Sur l'ensemble de la journée, les quatre chaînes info sont dynamiques. BFMTV (4,2%), deuxième chaîne info en temps normal, remporte la mise ce mardi. La chaîne du groupe CMA CGM signe sa meilleure performance sur un jour depuis le jeudi 8 mai 2025 (4,8%). CNews (4,0%) est en embuscade, à un haut niveau. LCI (3,1%), elle, dépasse les 3 points de part d'audience. Cela ne s'était plus produit depuis le lundi 23 juin 2025 (3,2%). Franceinfo (1,4%), enfin, égale son record de saison atteint une première fois le samedi 14 juin 2025.
Afin de "dire stop à la dette" – l'ambition est de ramener le déficit à 4,6% du PIB en 2026 (contre 5,8% en 2025) – et "en avant la production", le Premier ministre a ainsi ouvert la voie, parmi les mesures les plus spectaculaires, à la suppression de deux jours fériés pour les travailleurs – le lundi de Pâques et le 8-Mai – et à "une simplification" du monde du travail par "ordonnances". Une voie de passage déjà utilisée par Emmanuel Macron à son arrivée à l'Élysée en 2017.

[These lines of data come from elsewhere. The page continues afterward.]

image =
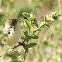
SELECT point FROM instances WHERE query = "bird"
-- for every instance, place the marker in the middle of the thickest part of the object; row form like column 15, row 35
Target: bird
column 13, row 31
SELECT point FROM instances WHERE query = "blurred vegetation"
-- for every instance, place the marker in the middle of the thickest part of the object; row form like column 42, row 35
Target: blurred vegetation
column 50, row 39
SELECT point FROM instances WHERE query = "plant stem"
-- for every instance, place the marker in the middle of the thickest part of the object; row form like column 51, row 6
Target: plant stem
column 26, row 45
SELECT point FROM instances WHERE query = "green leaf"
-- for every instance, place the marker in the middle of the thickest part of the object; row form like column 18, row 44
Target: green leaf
column 13, row 54
column 45, row 44
column 27, row 23
column 9, row 1
column 14, row 60
column 43, row 24
column 26, row 15
column 25, row 32
column 31, row 18
column 47, row 25
column 34, row 36
column 31, row 45
column 22, row 37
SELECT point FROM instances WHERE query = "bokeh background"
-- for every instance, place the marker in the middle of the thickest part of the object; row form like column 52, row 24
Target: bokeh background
column 49, row 48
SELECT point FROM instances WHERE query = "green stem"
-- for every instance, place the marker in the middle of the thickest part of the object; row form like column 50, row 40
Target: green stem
column 26, row 45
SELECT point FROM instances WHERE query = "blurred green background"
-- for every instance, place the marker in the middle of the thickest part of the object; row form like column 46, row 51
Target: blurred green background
column 50, row 39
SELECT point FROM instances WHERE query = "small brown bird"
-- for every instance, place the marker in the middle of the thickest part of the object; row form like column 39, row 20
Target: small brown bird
column 12, row 28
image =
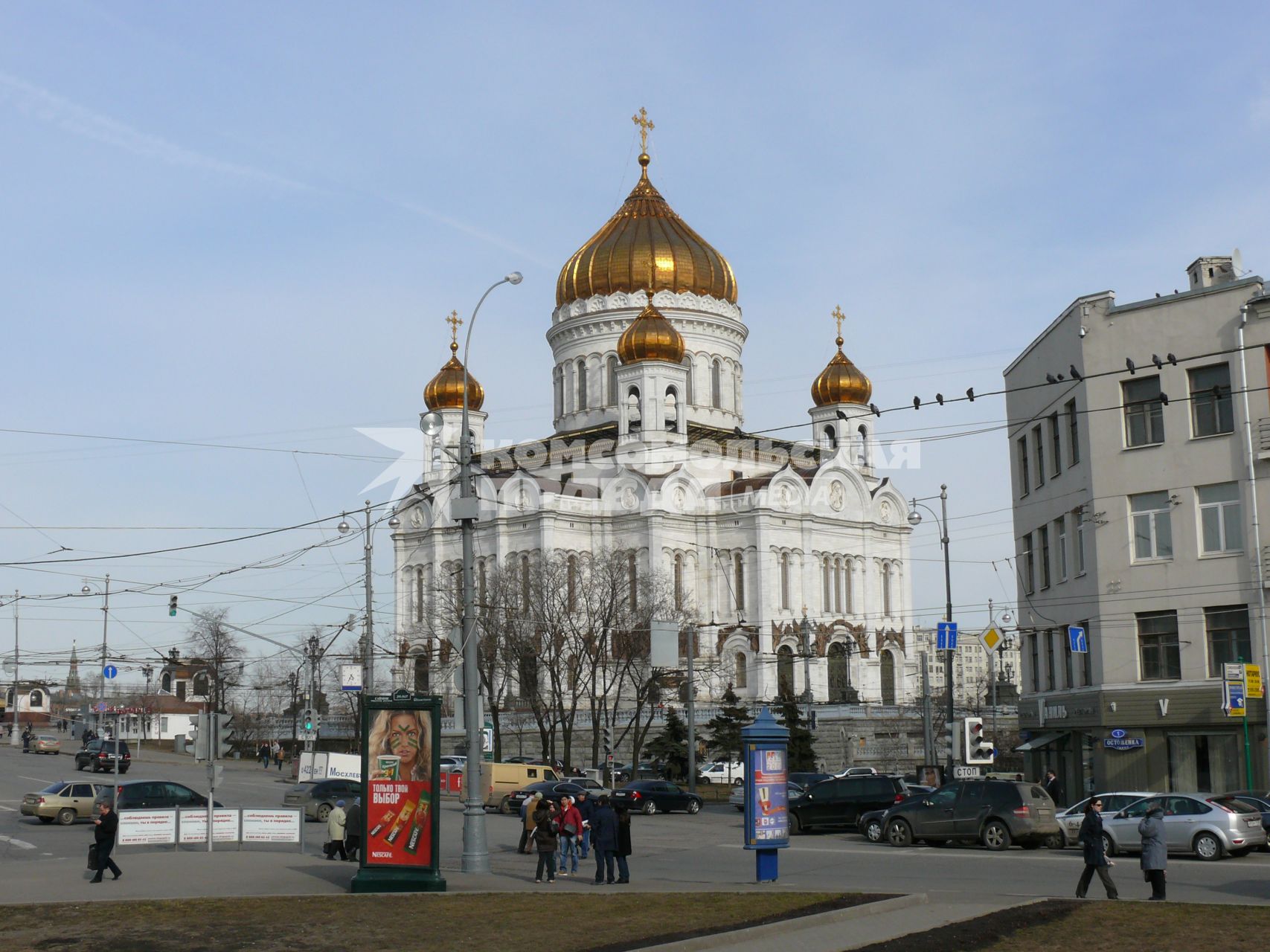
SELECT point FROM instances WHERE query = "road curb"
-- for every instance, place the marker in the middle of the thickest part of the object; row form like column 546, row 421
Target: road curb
column 788, row 930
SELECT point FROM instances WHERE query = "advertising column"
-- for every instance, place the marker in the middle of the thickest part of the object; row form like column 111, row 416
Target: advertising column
column 400, row 828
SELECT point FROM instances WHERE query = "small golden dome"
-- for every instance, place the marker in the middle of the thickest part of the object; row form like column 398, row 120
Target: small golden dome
column 841, row 382
column 650, row 337
column 646, row 245
column 446, row 390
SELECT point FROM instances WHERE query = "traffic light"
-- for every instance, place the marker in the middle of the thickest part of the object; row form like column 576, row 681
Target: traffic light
column 977, row 748
column 224, row 730
column 199, row 736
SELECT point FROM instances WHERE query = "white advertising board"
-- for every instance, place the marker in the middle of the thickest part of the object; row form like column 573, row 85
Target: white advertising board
column 193, row 826
column 140, row 828
column 271, row 826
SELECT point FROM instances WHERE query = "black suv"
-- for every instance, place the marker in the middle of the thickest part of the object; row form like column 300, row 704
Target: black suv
column 993, row 813
column 841, row 801
column 104, row 756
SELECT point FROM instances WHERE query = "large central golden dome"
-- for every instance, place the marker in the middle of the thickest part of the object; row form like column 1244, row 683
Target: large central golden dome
column 646, row 245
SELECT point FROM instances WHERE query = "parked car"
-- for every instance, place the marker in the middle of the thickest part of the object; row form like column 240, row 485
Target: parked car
column 841, row 801
column 993, row 813
column 653, row 796
column 111, row 756
column 737, row 797
column 1072, row 817
column 65, row 801
column 1203, row 824
column 153, row 795
column 319, row 797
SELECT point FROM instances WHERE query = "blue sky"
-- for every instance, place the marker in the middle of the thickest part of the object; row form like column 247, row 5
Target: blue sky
column 244, row 224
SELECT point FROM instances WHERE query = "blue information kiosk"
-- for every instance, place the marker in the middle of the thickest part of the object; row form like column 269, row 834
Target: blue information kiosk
column 767, row 817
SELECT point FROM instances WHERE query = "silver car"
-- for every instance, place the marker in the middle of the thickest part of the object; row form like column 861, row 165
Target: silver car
column 1194, row 823
column 1071, row 817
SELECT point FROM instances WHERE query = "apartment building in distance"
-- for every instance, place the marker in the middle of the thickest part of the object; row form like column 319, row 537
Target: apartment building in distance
column 1140, row 440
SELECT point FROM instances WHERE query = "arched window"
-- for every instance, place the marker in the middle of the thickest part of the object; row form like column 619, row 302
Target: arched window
column 888, row 678
column 420, row 673
column 785, row 672
column 840, row 673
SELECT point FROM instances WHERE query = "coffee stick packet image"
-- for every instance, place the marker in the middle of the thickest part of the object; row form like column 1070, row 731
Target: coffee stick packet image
column 395, row 833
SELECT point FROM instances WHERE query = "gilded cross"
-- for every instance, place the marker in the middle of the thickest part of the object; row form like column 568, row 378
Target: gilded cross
column 644, row 127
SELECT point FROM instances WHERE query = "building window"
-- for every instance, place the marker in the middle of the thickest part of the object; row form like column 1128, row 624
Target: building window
column 1056, row 446
column 1074, row 442
column 1024, row 476
column 1144, row 413
column 1222, row 528
column 1040, row 456
column 1212, row 411
column 1043, row 545
column 1061, row 546
column 1157, row 644
column 1228, row 637
column 1152, row 526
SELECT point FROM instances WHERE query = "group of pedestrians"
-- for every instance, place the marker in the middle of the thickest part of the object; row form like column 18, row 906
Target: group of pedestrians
column 573, row 828
column 1155, row 852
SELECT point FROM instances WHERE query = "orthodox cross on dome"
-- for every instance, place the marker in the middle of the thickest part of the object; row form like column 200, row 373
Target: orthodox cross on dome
column 646, row 126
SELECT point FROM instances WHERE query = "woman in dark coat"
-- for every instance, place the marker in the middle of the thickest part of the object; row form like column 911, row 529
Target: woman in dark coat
column 545, row 838
column 1095, row 856
column 1155, row 851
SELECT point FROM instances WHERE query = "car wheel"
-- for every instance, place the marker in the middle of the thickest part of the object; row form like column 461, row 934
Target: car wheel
column 1208, row 847
column 899, row 834
column 996, row 835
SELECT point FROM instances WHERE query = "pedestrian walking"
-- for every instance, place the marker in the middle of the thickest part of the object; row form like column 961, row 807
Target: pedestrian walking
column 1155, row 851
column 623, row 844
column 603, row 840
column 107, row 826
column 353, row 828
column 546, row 838
column 337, row 823
column 1095, row 856
column 571, row 832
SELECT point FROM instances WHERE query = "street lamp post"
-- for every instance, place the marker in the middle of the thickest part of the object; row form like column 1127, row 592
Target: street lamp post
column 914, row 519
column 465, row 508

François Bayrou a aussi décidé d'une "année blanche" pour toutes les prestations sociales, y compris les pensions de retraite, c'est-à-dire qu'elles seront gelées sans revalorisation au rythme de l'inflation. Même gel pour les barèmes de l'impôt sur le revenu et la contribution sociale généralisée. L'abattement de 10% pour frais professionnels dont bénéficient actuellement les retraités pour l'impôt sur le revenu sera remplacé par un forfait de 2.000 euros, a indiqué le ministre de l'Économie Eric Lombard.